# All Phrags I am growing



## Nikolaus (May 13, 2007)

Here folllows a list of all the Phrags I grow right now
Species;
2 kovachii 22 and 17 cm leavespan
besseae BS
besseae var flava BS
caudatum NBS *
wallisii NBS *
longifolium NBS
schlimii BS *
2 boisierianum BS *
7 sargentianum BS *

Hybrids:
6 Mem.Dick Clements BS * I am not sure about it because they have only the same number, but the first one that flowered looked as most people say like Mem.DIck Clements
Mem Dick Clements BS
Ruby Slipper BS
Living Fire BS
2 Jason FIscher BS and NBS
2 Eric Young BS
St. Quen BS
Taras BS
Scheherezade BS
3 Grande BS *
2 Schroedeae BS *
7 Calurum some with ? BS *
4 Sedenii BS *
2 pearcei x viottatum BS *
5 besseae x equadorense BS *
2 lindenii x besseae BS *
longifolium x wallisii NBS
wallisii x caudatui BS
5 without tags BS and NBS

BS=flowering size NBS = near flowering size
* = I bought this plants from a german vendor who is specializing in other things and I took them as they were standing there, therefor many are multiple. So I had to repot them all and they all are having new growths right now and so I have to wait and see, what will happen.
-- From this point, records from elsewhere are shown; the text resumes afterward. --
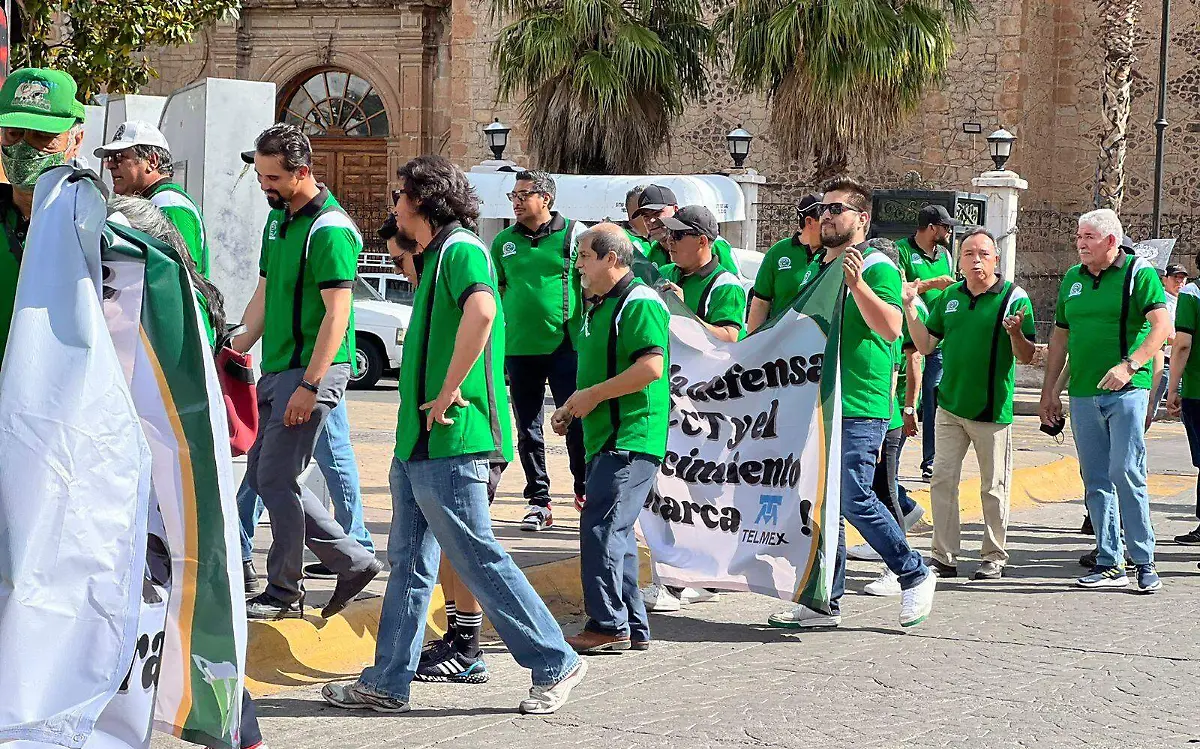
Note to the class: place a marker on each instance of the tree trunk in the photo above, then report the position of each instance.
(1119, 18)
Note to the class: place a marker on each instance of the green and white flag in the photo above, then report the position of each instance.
(748, 496)
(109, 396)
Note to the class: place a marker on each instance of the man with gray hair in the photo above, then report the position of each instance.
(540, 293)
(139, 161)
(1111, 318)
(623, 401)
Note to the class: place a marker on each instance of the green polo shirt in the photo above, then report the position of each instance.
(917, 265)
(183, 211)
(1104, 317)
(457, 264)
(305, 252)
(627, 323)
(13, 228)
(539, 283)
(978, 365)
(903, 346)
(1187, 319)
(713, 293)
(721, 251)
(783, 271)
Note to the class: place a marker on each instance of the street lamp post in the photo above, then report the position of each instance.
(1161, 123)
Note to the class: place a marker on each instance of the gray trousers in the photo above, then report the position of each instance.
(274, 466)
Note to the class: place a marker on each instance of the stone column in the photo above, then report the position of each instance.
(749, 180)
(1003, 191)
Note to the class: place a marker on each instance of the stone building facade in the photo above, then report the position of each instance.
(1032, 66)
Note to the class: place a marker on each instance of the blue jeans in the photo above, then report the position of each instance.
(861, 439)
(335, 457)
(931, 378)
(618, 484)
(444, 502)
(1111, 450)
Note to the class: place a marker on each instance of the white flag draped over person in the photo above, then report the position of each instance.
(748, 496)
(109, 402)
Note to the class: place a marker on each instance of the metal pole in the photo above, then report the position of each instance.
(1161, 123)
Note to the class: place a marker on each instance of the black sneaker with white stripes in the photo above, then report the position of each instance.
(453, 666)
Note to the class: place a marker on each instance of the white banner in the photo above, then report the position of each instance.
(748, 487)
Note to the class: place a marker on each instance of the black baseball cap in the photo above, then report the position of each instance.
(655, 197)
(937, 215)
(809, 205)
(694, 219)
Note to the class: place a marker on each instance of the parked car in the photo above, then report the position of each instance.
(379, 328)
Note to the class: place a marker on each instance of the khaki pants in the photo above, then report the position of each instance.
(994, 449)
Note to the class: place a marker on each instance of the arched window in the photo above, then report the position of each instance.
(336, 103)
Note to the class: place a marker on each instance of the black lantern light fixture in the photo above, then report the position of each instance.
(497, 137)
(738, 142)
(1000, 144)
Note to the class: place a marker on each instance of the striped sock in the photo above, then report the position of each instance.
(467, 641)
(451, 621)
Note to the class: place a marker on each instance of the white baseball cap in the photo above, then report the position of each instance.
(133, 132)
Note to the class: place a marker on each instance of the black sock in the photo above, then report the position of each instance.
(451, 622)
(467, 640)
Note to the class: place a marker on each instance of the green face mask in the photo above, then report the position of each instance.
(23, 163)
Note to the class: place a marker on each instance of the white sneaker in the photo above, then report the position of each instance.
(802, 617)
(917, 603)
(885, 585)
(863, 552)
(697, 595)
(660, 599)
(537, 519)
(546, 700)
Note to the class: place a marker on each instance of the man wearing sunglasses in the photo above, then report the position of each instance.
(141, 165)
(540, 292)
(785, 265)
(925, 258)
(658, 203)
(41, 126)
(870, 324)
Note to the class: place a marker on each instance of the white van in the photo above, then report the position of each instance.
(379, 328)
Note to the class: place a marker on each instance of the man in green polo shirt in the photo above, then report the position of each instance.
(785, 265)
(1111, 318)
(984, 325)
(925, 257)
(453, 418)
(41, 126)
(540, 292)
(304, 313)
(712, 293)
(623, 401)
(141, 165)
(871, 322)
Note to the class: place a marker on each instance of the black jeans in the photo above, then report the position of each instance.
(527, 387)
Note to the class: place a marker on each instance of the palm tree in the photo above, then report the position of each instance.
(603, 81)
(1119, 19)
(840, 75)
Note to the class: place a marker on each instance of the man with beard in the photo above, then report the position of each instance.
(303, 311)
(924, 258)
(41, 126)
(870, 324)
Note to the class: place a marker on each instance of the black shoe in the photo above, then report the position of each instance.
(348, 587)
(940, 569)
(250, 575)
(267, 606)
(319, 571)
(1192, 538)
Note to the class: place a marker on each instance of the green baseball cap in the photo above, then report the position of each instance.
(40, 99)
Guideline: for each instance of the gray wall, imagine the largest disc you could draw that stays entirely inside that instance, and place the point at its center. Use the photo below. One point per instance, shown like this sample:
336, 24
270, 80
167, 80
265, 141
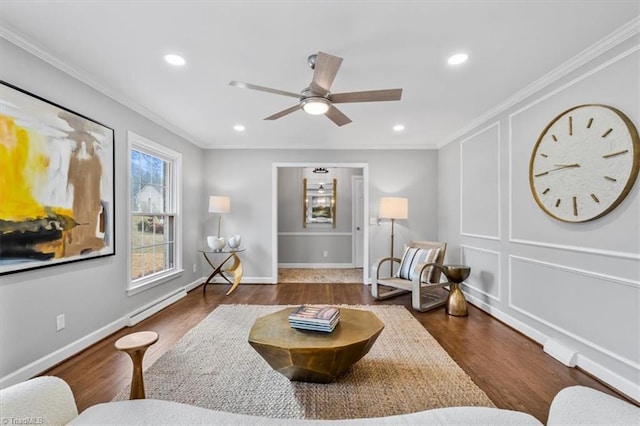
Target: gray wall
244, 175
572, 287
90, 293
300, 246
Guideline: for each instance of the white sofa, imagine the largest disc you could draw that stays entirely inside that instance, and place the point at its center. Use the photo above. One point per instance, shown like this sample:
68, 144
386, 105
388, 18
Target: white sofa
49, 400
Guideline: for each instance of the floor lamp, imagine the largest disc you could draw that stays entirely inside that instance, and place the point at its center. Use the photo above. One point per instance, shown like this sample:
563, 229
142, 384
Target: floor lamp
393, 208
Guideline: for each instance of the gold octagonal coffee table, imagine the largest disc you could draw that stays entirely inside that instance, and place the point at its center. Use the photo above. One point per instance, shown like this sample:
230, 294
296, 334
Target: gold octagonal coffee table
314, 356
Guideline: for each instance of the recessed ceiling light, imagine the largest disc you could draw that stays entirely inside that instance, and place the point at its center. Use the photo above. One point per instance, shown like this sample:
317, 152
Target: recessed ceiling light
176, 60
457, 59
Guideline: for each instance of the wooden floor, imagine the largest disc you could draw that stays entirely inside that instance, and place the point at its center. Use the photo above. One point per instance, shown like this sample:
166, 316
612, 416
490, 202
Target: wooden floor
514, 371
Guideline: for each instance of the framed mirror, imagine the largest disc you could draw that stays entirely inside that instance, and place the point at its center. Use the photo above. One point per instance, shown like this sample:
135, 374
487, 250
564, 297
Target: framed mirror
319, 202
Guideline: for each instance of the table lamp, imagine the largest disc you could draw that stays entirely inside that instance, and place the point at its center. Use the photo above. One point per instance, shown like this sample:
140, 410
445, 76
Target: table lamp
393, 208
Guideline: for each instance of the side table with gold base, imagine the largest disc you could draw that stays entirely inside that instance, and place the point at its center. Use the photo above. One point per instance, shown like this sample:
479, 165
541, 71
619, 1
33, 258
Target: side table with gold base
235, 270
136, 344
456, 304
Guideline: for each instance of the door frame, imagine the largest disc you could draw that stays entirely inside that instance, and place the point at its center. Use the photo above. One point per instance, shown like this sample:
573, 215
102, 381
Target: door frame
274, 211
355, 180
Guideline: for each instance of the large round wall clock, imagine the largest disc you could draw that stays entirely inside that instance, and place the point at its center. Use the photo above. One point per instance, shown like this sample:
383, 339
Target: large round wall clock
584, 163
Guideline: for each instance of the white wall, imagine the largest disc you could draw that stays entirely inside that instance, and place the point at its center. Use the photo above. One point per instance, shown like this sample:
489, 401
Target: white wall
91, 294
241, 174
573, 286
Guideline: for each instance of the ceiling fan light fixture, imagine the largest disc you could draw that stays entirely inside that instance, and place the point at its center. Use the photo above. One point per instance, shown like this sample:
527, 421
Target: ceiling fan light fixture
175, 60
315, 105
457, 59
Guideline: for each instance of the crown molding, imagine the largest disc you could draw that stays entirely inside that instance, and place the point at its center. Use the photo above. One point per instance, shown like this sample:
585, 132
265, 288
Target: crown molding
12, 36
623, 33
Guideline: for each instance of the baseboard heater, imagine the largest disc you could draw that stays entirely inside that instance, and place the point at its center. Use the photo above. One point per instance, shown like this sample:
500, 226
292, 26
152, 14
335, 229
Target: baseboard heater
155, 306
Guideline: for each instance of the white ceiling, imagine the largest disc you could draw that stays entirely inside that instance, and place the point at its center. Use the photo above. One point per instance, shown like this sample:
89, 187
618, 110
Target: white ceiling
117, 47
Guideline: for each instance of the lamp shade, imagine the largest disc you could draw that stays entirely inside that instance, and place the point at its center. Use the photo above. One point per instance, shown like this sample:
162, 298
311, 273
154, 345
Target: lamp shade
219, 204
394, 208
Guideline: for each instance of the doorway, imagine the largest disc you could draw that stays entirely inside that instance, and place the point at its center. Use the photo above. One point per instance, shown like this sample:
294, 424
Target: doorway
362, 213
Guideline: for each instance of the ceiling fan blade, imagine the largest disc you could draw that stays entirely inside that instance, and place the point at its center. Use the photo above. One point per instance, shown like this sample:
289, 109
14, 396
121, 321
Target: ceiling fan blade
367, 96
337, 116
324, 73
263, 89
283, 112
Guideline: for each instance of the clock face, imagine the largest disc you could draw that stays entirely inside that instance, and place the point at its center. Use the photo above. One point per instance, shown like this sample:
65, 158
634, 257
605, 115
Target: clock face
584, 163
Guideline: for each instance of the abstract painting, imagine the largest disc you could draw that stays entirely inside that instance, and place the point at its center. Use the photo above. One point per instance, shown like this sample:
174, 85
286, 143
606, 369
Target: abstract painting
56, 184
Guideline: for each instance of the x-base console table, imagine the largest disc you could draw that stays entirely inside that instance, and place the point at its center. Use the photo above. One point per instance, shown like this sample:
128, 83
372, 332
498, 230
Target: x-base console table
235, 270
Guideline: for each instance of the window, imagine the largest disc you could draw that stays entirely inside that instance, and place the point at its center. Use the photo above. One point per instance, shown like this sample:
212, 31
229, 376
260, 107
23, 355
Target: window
154, 174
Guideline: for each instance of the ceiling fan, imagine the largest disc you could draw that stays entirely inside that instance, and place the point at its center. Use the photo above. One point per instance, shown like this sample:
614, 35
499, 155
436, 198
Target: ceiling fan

Within the next days i´ll post the list of all the Paphs I have, but that list will be a little bit longer.
Hello from Germany 
Nikolaus


----------



## NYEric (May 13, 2007)

That's a pretty good list. You should post inthe growing area photo thread. Do you use R.O. filters for your water?


----------



## Nikolaus (May 15, 2007)

Eric,
I have no possibility to get any rain-water, as I did years ago, when I lived in Frankfurt. So I just use the normal water. I have to set up all my plants new within the next day, because the conditions have changed "dramatically", since I have more artifical light in my wintergarden, and they produce more heat than I expected. So I am thinking of taking out the Phragmipediums from ot there and put them to a cooler part in my app.
I`ll post pictures then, when everthing is in its right place.
Hello from GErmany
Nikolaus


----------



## NYEric (May 15, 2007)

Hi. Nick R.O. is Reverse Osmosis filter it is a relatively inexpensive system which removes 99% of contaminants. I have one because i use about 2 gallons of pure water every day. The water in my building is fairly bad so I change the filters every 6 mo. Look one up on the web.


----------



## Nikolaus (May 15, 2007)

Eric 
right now I take them about every two months and rinse them throh with water from the top, to remove or try to remove the minerals out. But thats yiute a lot of work. 
How many plamts do you have, when you need that much water eyery day.
What are you growing besides phrags?
Hello from Germany
Nikolaus


----------



## NYEric (May 15, 2007)

I have about 125 Phrags in water. 40 Paphs, 30 pleurothalids, a few Den. kingianum pots, 4 Epicatts, A big Max. tenuifolia specimen, 8 Jewel orchids, 4 Phals, a couple of Catt hybrids, 15 Tolumnia [Equitant Oncidiums], plus houseplants. Plus some new Cypripediums.


----------



## Nikolaus (May 15, 2007)

That´s quite alot.
I just want to ask you, who has so many phrags. What is your or the others opinion or experience, what is more important for initiating flowers, the differnce between day and night temperature or is it more the absolute tmperature at night. I am thankful for advice in that direction, before I start moving all my plants around in my app. Besides the phrags I have also a lot of paph species seedlings and larger seedlings and some Vandas, Angraecums, Ascocentrums and so on, alltogether about a bit more than 250 plants, and I want them all at the right place.
Nikolaus


----------



## NYEric (May 15, 2007)

With the besseae hybrids I think the low temp is the more important factor, they seem to like it cool. Some angraecums grow very shaded. You just have to do the research. Andy's Orchids has a lot of cultural info on the species which can be transferred to helping w/ hybrids.


----------